Krystallis, Lluis Guerrero and Kriton Grigorakis, collaborators on the EU DIVERSIFY project, explore the biological and socio-economic potential of new-emerging candidate fish species for the expansion of the European aquaculture industry.

Introduction

The aim of the EU DIVERSIFY project was to expand the European aquaculture industry by diversifying its production and introducing new/emerging species with important advantages over those cultured currently, such as fast growth, large size or low requirement for fishmeal and oil. Another objective was to determine the drivers for market acceptance of the new food prototypes in order to position the EU aquaculture sector as a leader in aquatic food production.

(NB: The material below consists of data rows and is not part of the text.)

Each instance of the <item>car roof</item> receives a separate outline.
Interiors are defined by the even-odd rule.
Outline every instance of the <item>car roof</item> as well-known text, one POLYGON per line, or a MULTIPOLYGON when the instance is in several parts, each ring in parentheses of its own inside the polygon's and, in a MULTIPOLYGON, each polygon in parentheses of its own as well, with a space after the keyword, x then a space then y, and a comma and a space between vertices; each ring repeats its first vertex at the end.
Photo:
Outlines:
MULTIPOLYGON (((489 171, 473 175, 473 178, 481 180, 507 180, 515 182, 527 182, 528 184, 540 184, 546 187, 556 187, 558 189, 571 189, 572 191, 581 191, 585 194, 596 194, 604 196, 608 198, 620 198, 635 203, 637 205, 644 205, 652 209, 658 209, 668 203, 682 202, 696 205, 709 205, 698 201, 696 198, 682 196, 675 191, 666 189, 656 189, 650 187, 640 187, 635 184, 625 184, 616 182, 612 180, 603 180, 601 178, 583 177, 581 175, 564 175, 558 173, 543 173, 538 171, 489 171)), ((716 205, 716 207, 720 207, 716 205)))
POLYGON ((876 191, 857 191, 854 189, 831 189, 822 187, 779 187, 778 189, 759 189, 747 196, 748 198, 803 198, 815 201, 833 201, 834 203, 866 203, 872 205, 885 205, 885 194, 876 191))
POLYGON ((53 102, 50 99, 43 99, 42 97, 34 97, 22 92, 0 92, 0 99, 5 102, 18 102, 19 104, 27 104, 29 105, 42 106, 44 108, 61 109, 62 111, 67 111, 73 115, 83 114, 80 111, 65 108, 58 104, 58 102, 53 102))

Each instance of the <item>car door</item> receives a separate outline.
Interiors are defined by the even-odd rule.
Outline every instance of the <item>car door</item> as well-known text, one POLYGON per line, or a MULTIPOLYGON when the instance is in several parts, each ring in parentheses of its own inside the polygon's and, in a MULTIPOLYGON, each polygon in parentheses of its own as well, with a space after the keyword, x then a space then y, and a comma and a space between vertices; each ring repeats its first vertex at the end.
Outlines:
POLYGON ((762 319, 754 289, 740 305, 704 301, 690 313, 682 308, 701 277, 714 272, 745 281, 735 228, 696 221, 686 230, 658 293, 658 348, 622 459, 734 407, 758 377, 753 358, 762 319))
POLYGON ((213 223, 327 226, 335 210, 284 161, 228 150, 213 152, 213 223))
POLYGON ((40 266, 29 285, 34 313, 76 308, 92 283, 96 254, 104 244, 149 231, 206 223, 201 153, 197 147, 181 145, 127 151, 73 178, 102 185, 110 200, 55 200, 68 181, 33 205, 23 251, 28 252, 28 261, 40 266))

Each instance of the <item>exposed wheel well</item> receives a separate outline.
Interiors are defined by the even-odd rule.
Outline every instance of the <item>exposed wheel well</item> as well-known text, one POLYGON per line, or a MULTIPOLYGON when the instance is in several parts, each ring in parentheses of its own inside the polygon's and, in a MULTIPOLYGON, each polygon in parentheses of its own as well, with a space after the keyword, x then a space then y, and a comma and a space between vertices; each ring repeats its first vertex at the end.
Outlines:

The EU is the largest importer of fisheries and aquaculture products in the world. However, aquaculture accounts for only 20% of fish production in the EU, while the worldwide contribution of aquaculture towards seafood production is >50%[1]. An efficient, sustainable and market-orientated expansion of the EU aquaculture sector based on new fish species and products will reduce the dependence of the EU on imports, reduce the pressure on over-exploited fisheries and explore new segments and tailor-made products for the EU market. DIVERSIFY has identified six new/emerging finfish species, with great potential for expanding EU aquaculture[2].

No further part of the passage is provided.